Todo comenzó hace unos días con un comentario sobre el culo gordo de una chica, con una amiga. No me indignó el comentario, pero si volví a reflexionar sobre el por qué,  ¿por qué esa chica tiene que ser un sílfide para ser hermosa? Porque era realmente guapa. ¿Por qué debes que tener pectorales hercúleos y 6 abdominales en la barriga para ser sexy? ¿Dónde cometimos el fallo? Culpemos a los griegos y su amor por la belleza, claro que ellos eran conscientes de que la belleza es privilegio de unos pocos y la adoraban más que para comparar para animar. Voy al momento en el que te miras al espejo y no te gustas. Ahí está el peligro. Si hace media hora, antes de ducharte, estabas encantado ¿qué te hace cambiar de opinión?
La inseguridad de no tener nada en el armario hace que nuestro mundo se tambalee cada vez que tener los ojos de tu padre, las orejas de tu abuela, la sonrisa de tu tía y el pelo de tu madre se convierte en un estigma. ¿Quiénes somos realmente? ¿El reflejo del espejo o el espejismo de todas las comparaciones a las que nos sometemos?
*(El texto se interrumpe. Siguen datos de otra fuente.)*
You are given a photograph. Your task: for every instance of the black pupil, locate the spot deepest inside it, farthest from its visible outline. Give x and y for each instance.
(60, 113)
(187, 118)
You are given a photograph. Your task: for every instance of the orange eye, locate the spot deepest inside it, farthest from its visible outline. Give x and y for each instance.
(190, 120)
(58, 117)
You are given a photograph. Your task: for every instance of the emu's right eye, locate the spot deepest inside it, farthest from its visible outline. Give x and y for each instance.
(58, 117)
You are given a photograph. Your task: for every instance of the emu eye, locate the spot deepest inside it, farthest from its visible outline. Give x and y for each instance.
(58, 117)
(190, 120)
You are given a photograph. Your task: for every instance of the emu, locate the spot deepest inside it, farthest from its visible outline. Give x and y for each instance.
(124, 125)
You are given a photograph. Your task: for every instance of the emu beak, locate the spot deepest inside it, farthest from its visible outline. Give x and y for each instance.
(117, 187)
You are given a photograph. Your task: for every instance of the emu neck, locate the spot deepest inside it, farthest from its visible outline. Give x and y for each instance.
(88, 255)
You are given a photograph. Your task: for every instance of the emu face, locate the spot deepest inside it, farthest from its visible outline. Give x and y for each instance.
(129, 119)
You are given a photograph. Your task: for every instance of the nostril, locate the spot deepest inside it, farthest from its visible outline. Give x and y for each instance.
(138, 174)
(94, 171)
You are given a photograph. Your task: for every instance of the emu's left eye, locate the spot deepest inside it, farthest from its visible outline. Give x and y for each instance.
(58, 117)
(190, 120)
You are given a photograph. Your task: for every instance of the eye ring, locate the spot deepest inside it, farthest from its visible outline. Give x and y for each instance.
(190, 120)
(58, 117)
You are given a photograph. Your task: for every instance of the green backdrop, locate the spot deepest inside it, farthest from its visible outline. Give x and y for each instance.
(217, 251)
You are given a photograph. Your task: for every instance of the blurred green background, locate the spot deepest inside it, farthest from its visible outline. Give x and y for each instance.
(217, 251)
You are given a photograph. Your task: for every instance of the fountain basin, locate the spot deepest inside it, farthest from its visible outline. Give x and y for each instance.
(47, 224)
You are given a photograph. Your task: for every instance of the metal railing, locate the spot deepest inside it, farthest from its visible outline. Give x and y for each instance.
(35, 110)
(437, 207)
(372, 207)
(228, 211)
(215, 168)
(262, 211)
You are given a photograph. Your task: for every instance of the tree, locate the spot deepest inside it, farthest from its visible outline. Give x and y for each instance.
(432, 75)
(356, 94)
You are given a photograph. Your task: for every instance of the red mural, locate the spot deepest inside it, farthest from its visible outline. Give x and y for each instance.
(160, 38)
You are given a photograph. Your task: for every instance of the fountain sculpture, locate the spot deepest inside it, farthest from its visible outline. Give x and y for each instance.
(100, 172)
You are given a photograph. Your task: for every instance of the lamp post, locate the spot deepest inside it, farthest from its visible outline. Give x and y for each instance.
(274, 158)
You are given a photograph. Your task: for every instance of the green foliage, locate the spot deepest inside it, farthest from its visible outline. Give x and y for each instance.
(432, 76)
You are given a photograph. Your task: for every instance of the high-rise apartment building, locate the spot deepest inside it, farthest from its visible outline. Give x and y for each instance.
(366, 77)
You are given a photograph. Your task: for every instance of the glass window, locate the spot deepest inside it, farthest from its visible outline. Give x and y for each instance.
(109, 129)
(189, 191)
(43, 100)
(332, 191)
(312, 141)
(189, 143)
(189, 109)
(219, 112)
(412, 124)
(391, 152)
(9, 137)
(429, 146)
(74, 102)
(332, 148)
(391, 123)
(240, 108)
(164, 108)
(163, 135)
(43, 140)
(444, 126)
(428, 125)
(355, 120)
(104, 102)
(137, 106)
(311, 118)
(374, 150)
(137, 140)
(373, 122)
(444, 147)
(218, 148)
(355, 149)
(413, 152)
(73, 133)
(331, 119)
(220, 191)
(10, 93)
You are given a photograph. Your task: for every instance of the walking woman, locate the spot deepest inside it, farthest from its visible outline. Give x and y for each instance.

De poco sirven los halagos del resto si tu no estás convencido de que te gusta lo que ves. Y a expensas de ser superficial (que poco me importa) tardamos más en escoger qué ponernos para una fiesta que en decidir si vamos. Ponemos nuestra alma en blanco para que sean otros los de decidan cómo debe afectarnos ser como somos. Nadie sabe qué o cómo somos pero así funciona y somos el reflejo de lo que los demás quieren que veamos de nosotros mismos.
Ahora vamos a pensar en esas mañanas en las que sales de casa sin pensar a donde vas. Una de esas mañanas en las que sin saber por qué estás animado, te sientes bien (también conocido por muchos como: estado de felicidad). Puede ser invierno o verano, puede hacer sol o estar aún oscuro. Andas por la acera, o te subes en el coche y piensas ‘qué bonito día hace’ Los zapatos no te molestan, la mochila es ligera, haces tu camino sin pensar, ves pasar la gente, el tráfico, las edificios de cada día parecen distintos, sientes que muchas personas a tu alrededor parecen poco felices y te sientes bien, sin culpa, porque piensas que pueden tener un mal día y eso nos puede pasar a todos. Uno de esos días en los que se puede parar el mundo y tú estás preparado para lo que venga.
Ahora piensa cuántos días así tienes a la semana y luego al mes y después multiplica por doce y si superas los trescientos días al año quizás sería el momento ideal para dejar de hacer comparaciones.